Making involves students engaging in problem-solving as they create personally meaningful products and learn valuable content. Through Making, youth gain access to sophisticated tools for building and for thinking, including computational thinking. To facilitate this innovative work, UTeach is integrating activities that support Making throughout the program.
In Step 1, students are formally introduced to Maker as an educational movement. For their final Step 1 project, students Make an artifact that reflects their growth as a teacher. Students present the artifacts they create on the last class day. Though digital technologies are not given preference, this project is an opportunity to have students explore new technologies and to encourage invention and “Making” in the classroom. Through this project:
- Students explore new technologies and create a product of personal significance.
- Students present this product to the class, describe their experience using this technology, and discuss possible classroom applications.
- Students experience several fundamental aspects of Making such as creativity, agency, and public presentation of work.

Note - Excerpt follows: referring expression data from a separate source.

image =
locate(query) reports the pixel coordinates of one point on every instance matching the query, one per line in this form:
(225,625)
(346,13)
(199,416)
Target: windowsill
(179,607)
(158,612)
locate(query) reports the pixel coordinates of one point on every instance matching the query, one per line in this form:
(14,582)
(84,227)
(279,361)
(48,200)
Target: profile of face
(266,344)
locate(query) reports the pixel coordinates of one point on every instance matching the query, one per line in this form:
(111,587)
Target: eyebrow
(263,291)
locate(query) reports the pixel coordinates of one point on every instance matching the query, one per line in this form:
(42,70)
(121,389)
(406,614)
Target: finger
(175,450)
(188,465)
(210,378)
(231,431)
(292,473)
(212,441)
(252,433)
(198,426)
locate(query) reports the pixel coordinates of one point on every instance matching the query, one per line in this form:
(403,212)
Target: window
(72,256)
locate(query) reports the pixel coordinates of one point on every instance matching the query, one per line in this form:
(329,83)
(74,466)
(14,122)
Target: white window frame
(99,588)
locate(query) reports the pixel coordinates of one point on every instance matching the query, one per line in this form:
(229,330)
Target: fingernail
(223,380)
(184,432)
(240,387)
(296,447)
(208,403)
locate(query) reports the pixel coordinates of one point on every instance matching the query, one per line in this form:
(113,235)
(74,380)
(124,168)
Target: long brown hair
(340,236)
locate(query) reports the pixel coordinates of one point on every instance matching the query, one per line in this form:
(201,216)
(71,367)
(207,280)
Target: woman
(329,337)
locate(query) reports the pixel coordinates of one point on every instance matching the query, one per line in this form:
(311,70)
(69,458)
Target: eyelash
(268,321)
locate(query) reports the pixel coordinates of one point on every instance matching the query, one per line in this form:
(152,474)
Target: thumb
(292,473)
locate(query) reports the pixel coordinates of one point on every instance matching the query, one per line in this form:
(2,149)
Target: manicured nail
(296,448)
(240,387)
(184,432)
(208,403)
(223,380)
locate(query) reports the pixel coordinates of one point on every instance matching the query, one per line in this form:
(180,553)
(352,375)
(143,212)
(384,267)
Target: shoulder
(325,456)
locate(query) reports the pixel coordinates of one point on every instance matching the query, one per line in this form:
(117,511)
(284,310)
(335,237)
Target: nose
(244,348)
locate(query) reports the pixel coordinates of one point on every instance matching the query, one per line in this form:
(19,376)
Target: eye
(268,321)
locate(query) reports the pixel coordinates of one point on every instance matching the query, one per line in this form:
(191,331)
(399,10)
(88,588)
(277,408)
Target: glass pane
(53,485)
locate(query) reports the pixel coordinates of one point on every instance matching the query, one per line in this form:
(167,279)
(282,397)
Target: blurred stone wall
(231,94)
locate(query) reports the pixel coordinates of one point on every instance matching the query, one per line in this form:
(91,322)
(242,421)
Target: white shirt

Students explore how making can be integrated into traditional science and mathematics courses at the middle grades. This is accomplished through participation in demonstration lessons by Master Teachers and through negotiation of lesson ideas with local mentor teachers. The use of technology as an inquiry tool is required in at least one lesson in Step 2, and using elements of making to meet this demand are encouraged.
Functions and Modeling
For their final project, students in this course are given the option to construct a 3-D printer, mix chemicals to make a photopolymer, design an object to be printed with functions via Mathematica, and finally 3-D print this object. Read more about this project in The Mathematics Teacher article below.
FitzPatrick, D. L. & Dominguez, V. S. (2017). Fostering Persistence: 3D Printing and the Unforeseen Impact on Equity, The Mathematics Teacher, 111(3), pp. 182-188.
Students in Classroom Interactions are given the design challenge of creating their own pinhole camera. Using resources such as tissue boxes, toilet paper roll, duct tape, and tracing paper, student are given a limited time to construct their cameras to be reviewed by another class. Students then engage in the iterative process to improve upon their designs.
Students in Apprentice Teaching are given the opportunity to apply for a PBI/Maker Innovative Teaching Award for Apprentice Teachers. UTeach has developed this award as a way to incentivize the use of progressive teaching methods and acknowledge the outstanding work of our newest teachers. All apprentice teachers using PBI/Maker lessons in the classroom are encouraged to apply. Awardees are given a financial stipend are honored at the UTeach Apprentice Teaching Recognition dinner.